Pero el ángel reía y reían los niños, y la madre acababa por reír también, al ver la agilidad y la fuerza con que aquél los cogía en sus brazos, y la dulzura infinita con que los depositaba sobre el césped del jardín... ¡Se hubiera dicho que hacía su aprendizaje de Ángel Custodio!
—Sois muy fuerte, señor Ángel —decía la madre, llena de pasmo.
Y el ángel, con cierta inocente suficiencia infantil, respondía:
Tan fuerte, que podría zafar de su órbita a una estrella.


* * *
Una tarde, los niños encontraron al ángel sentado en un poyo de piedra, cerca del muro del huerto, en actitud de tristeza más honda que cuando estaba enfermo.

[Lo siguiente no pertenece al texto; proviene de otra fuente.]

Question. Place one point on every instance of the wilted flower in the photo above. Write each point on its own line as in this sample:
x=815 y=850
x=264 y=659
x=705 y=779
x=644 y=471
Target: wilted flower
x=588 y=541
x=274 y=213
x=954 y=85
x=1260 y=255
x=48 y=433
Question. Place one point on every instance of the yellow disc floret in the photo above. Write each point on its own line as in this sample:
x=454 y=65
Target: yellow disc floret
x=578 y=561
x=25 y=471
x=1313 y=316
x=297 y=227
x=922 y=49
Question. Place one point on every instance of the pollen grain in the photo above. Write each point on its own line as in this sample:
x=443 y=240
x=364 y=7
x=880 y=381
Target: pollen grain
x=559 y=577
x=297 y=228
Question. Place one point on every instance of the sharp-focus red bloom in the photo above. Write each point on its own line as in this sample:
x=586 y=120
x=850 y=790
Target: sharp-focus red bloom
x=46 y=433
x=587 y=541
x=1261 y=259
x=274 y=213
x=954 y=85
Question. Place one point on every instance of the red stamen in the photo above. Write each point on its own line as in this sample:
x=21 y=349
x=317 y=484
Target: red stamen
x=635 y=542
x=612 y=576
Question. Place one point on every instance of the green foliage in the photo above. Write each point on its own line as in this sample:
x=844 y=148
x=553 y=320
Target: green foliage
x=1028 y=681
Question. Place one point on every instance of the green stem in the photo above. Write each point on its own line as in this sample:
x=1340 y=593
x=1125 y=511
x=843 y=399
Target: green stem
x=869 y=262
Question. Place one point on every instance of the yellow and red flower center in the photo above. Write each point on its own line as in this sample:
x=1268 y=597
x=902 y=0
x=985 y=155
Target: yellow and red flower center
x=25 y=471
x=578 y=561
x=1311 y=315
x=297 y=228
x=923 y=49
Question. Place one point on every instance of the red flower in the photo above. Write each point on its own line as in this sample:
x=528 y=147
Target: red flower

—¿Qué tienes? —le preguntaron al unísono.
—Tengo —respondió— que ya estoy bueno; que no hay ya pretexto para que permanezca con vosotros...; ¡que me llaman de allá arriba, y que es fuerza que me vaya!
—¿Qué te vayas? ¡Eso nunca! —replicó la niña.
—¿Y qué he de hacer si me llaman?...
—Pues no ir...
—¡Imposible!
Hubo una larga pausa llena de angustia.
Los niños y el ángel lloraban.
De pronto, la chica, más fértil en expedientes, como mujer, dijo:
—Hay un medio de que no nos separemos...
—¿Cuál? —preguntó el ángel, ansioso.
—Que nos lleves contigo.
—¡Muy bien! —afirmó el niño palmoteando.
Y con divino aturdimiento, los tres pusiéronse a bailar como unos locos.
Pasados, empero, estos transportes, la niña quedóse pensativa, y murmuró:
—Pero, ¿y nuestra madre?
—¡Eso es! —corroboró el ángel—; ¿y vuestra madre?
—Nuestra madre —sugirió el niño— no sabrá nada... Nos iremos sin decírselo... y cuando esté triste, vendremos a consolarla.
—Mejor sería llevarla con nosotros —dijo la niña.
—¡Me parece bien! afirmó el ángel. Yo volveré por ella. 

¡Magnífico! 
¿Estáis, pues, resueltos?
Resueltos estamos.
Caía la tarde fantásticamente, entre niágaras de oro.
El ángel cogió a los niños en sus brazos, y de un solo ímpetu se lanzó con ellos al azul luminoso.
La madre en esto llegaba al jardín, y toda trémula violes alejarse.
El ángel, a pesar de la distancia, parecía crecer. Era tan diáfano, que a través de sus alas se veía el sol.
La madre, ante el milagroso espectáculo, no pudo ni gritar. Quedóse alelada, viendo volar hacia las llamas del ocaso aquel grupo indecible, y cuando, más tarde, el ángel volvió al jardín por ella, la buena mujer estaba aún en éxtasis.